Efcore: Enabling string.Join support

Created on 2 Sep 2015  路  30Comments  路  Source: dotnet/efcore

string.Join would be a cool feature to have now and then. Some database engines support this with an aggregate function, others such as SQL Server need a little hand-holding. Pluses include terser code and less data over the wire when projecting, since the alternative to concatenating on the server would be returning a child string collection for each row and concatenating the collection after the query. (If I understand correctly, child collections are usually transferred by joining each row of the child collection to the original row set and duplicating a lot of data.)

I expect that this would be low priority for you to add to EF, but I'm curious if anything is being done to allow extensions to the LINQ to query translation.

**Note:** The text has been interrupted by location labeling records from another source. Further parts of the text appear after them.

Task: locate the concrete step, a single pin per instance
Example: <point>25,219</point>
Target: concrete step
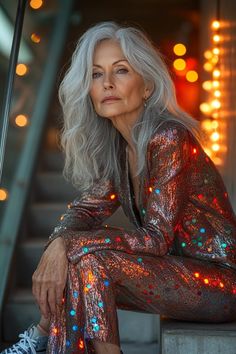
<point>52,187</point>
<point>197,338</point>
<point>21,310</point>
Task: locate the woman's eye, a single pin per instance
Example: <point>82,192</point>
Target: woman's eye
<point>96,75</point>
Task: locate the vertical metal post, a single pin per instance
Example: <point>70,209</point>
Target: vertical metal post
<point>10,78</point>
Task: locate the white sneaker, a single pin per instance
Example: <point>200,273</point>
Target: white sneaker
<point>31,343</point>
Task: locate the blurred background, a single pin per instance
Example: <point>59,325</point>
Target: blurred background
<point>198,41</point>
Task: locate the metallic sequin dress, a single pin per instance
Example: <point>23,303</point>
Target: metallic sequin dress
<point>179,260</point>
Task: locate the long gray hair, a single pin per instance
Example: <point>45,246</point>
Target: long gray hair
<point>91,143</point>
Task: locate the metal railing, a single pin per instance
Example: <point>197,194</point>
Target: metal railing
<point>20,187</point>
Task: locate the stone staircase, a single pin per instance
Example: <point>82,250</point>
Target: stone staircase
<point>140,333</point>
<point>48,200</point>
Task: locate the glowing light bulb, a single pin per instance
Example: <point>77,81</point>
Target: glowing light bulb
<point>206,124</point>
<point>207,85</point>
<point>216,73</point>
<point>36,4</point>
<point>179,49</point>
<point>3,194</point>
<point>215,84</point>
<point>35,38</point>
<point>216,38</point>
<point>179,64</point>
<point>217,93</point>
<point>205,107</point>
<point>215,147</point>
<point>214,124</point>
<point>215,136</point>
<point>208,66</point>
<point>216,51</point>
<point>216,104</point>
<point>21,69</point>
<point>215,24</point>
<point>192,76</point>
<point>21,120</point>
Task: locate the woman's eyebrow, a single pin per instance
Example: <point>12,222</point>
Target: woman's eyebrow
<point>115,62</point>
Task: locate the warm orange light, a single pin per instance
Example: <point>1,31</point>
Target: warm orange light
<point>215,147</point>
<point>21,120</point>
<point>3,194</point>
<point>55,330</point>
<point>214,124</point>
<point>216,104</point>
<point>35,38</point>
<point>206,124</point>
<point>216,38</point>
<point>215,59</point>
<point>216,51</point>
<point>21,69</point>
<point>215,136</point>
<point>217,93</point>
<point>215,84</point>
<point>216,73</point>
<point>179,64</point>
<point>207,85</point>
<point>215,24</point>
<point>208,66</point>
<point>208,54</point>
<point>36,4</point>
<point>179,49</point>
<point>205,107</point>
<point>192,76</point>
<point>215,115</point>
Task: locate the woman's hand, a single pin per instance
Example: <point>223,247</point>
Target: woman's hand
<point>49,279</point>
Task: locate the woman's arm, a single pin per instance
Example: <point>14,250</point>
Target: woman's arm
<point>169,154</point>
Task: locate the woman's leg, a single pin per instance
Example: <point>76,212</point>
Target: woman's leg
<point>180,288</point>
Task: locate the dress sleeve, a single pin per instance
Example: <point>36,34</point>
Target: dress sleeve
<point>87,211</point>
<point>168,158</point>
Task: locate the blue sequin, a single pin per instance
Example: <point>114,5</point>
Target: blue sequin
<point>67,343</point>
<point>96,327</point>
<point>75,294</point>
<point>72,312</point>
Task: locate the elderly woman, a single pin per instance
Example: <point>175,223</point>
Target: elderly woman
<point>128,143</point>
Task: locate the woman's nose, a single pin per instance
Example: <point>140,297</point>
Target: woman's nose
<point>108,81</point>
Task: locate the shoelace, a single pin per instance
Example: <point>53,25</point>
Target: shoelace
<point>25,343</point>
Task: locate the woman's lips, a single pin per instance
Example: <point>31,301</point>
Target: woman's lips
<point>110,99</point>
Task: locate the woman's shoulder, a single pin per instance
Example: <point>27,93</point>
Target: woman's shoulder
<point>170,131</point>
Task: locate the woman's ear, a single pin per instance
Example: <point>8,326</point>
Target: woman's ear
<point>148,89</point>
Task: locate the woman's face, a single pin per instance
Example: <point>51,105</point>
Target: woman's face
<point>116,90</point>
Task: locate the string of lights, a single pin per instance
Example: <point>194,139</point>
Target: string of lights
<point>211,107</point>
<point>21,120</point>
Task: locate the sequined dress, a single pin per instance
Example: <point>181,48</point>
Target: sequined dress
<point>179,260</point>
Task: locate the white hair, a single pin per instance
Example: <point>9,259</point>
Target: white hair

We would be thrilled to implement string.Join support ourselves if it didn't require modifying EF and provider source code every release and recompiling.

I wasn't able to find anything about extending LINQ to query translation so I apologize if I missed it, but I know you are dramatically refactoring for EF Core and I can imagine many cool scenarios would be possible if there was an extension point in LINQ querying.

area-query type-enhancement

Most helpful comment

FWIW starting with SQL Server 2017, STRING_AGG() should be a good option for the translation of string.Join() in the cases that the input comes from a table.

All 30 comments

We have extensibility, we don't have any docs yet but you want to look at MethodCallTranslator.

Leaving this open to track String.Join. We would definitely be interested in accepting a contribution for this.

Notes: For SQL Server, you must use for xml path(''), type, otherwise XML characters like <, > and & will be escaped into &gt; etc.

for xml path(''), type).value('(./text())[1]', 'nvarchar(max)') has much greater performance than for xml path(''), type).value('.', 'nvarchar(max)') (13.2x in my tests).

(see this thread)

Also: string.Concat

I'm planning to do a contribution when I get time. I'm waiting for the standard dust to settle after 1.0.0 before I use EF Core in production because I see a fair number of bugs.

I understand this can be extended adding a new MethodCallTranslator, but what is the best way to add it to EF? The classes I found are all in the internal namespace.

Look at SqlServerStringSubstringTranslator. That will give you general pattern how those translators work. They are in Internal namespace but that is ok. Internal namespace allows us to make changes without breaking users since they shouldn't be directly interacting with those APIs.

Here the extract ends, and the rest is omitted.